[PLUG] Dealing with smtp abuse from a whole entire subnet of DSL and Cable customers...

Darkhorse plug_0 at robinson-west.com
Sat Apr 10 11:36:02 UTC 2004


I have an inordinate number of improperly set up mail sources from
evidently DSL and Cable customers.  These people are probably virused.
It seems that registered sites only send .01% of the garbage I get.

I've been blocking a lot of ip addresses of the form 69.10.92.xxx
where xxx is seemingly almost every number between 1 and 254. 
These are not properly registered sites.  I'm almost tempted to 
write a program that looks up every possible address with that 
69.10.92 subnet blocking combinations that either don't resolve
or that haven't been in the maillog within the past 72 hours as
errors.  One concern is that even if these addresses are 
infected machines today, I might not want to block them
indefinitely.

Maybe it's best to use jabber to establish initial contact and
then explicitly list valid source email addresses.  I don't know
that NT/200x/XP users would like that though or even be able to 
install a chat program.

I've noticed that computers at Providence hospital aren't set
up correctly.  They are not masquerading correctly as I have 
gotten mail from an address that must be internal to
their network.  If I start blocking every address that
doesn't forward resolve, I'm looking at potentially blocking
a lot of legit sites.  I don't want my server logs flooding
with this user doesn't exist from every ip in a single subnet,
nor do I want to lose all my bandwidth to 200+ hosts 
trying to send me the same garbage.  If nothing else, 
the logging is cutting my performance.  What I guess I
should do is come up with a dynamic subnet blocking system.
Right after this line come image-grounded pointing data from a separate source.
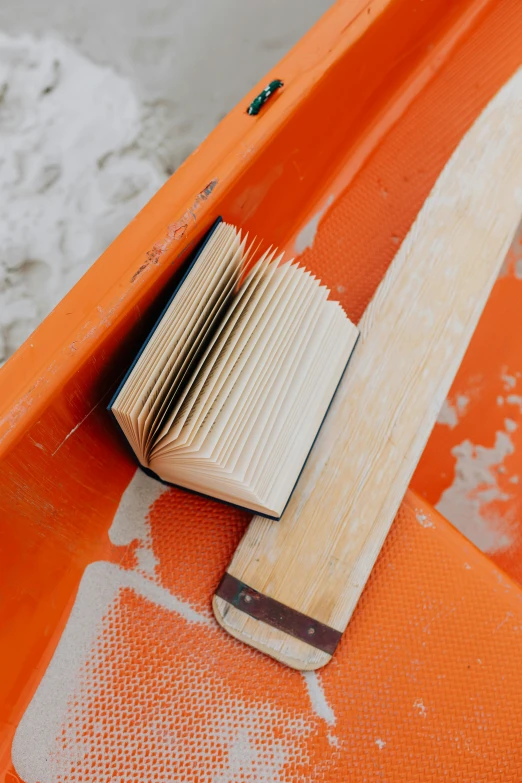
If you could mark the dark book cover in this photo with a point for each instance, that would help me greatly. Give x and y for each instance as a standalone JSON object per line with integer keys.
{"x": 190, "y": 263}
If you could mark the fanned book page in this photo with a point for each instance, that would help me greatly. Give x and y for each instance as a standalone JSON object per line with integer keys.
{"x": 229, "y": 392}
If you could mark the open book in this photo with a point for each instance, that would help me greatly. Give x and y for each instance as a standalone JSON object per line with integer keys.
{"x": 229, "y": 391}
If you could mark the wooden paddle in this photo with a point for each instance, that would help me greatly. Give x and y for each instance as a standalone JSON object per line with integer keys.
{"x": 292, "y": 585}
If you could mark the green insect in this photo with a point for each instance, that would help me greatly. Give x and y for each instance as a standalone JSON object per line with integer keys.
{"x": 262, "y": 98}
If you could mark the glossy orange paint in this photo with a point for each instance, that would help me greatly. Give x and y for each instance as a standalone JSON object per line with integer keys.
{"x": 376, "y": 97}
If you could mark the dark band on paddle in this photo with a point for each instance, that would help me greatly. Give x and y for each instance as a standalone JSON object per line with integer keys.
{"x": 276, "y": 614}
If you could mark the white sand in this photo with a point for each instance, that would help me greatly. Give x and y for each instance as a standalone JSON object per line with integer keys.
{"x": 99, "y": 103}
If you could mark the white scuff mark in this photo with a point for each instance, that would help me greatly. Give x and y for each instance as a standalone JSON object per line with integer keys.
{"x": 333, "y": 739}
{"x": 451, "y": 413}
{"x": 306, "y": 236}
{"x": 418, "y": 704}
{"x": 130, "y": 520}
{"x": 318, "y": 698}
{"x": 475, "y": 485}
{"x": 55, "y": 740}
{"x": 506, "y": 619}
{"x": 515, "y": 399}
{"x": 423, "y": 519}
{"x": 509, "y": 381}
{"x": 74, "y": 430}
{"x": 131, "y": 523}
{"x": 43, "y": 720}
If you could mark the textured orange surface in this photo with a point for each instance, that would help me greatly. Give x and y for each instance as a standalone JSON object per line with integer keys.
{"x": 427, "y": 681}
{"x": 487, "y": 404}
{"x": 425, "y": 684}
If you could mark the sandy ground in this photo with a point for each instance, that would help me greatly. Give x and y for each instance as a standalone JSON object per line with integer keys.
{"x": 99, "y": 103}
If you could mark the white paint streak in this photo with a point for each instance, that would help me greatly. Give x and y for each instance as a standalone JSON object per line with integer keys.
{"x": 451, "y": 413}
{"x": 418, "y": 704}
{"x": 515, "y": 399}
{"x": 131, "y": 519}
{"x": 74, "y": 430}
{"x": 474, "y": 486}
{"x": 42, "y": 723}
{"x": 306, "y": 236}
{"x": 510, "y": 381}
{"x": 423, "y": 519}
{"x": 318, "y": 698}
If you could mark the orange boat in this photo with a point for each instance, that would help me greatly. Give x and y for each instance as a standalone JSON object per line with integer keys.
{"x": 113, "y": 668}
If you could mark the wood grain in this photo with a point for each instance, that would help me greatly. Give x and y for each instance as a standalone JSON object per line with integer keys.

My Internet speed has gone up significantly blocking over 100 
ip addresses in the 69.10.92.xxx network.  It looks like I was 
getting hit with denial of service.  All I can think is that 
it costs so much for my server to even ignore connection 
attempts where I'm getting a whole subnet, looks like a 
Class C one, hitting me. 

I'm using a dns ignorant database and trying to apply address 
tests, what I'm finding is that probably none of this addresses 
denial of service.  The best is not having an ip 
conversation with certain abusive hosts.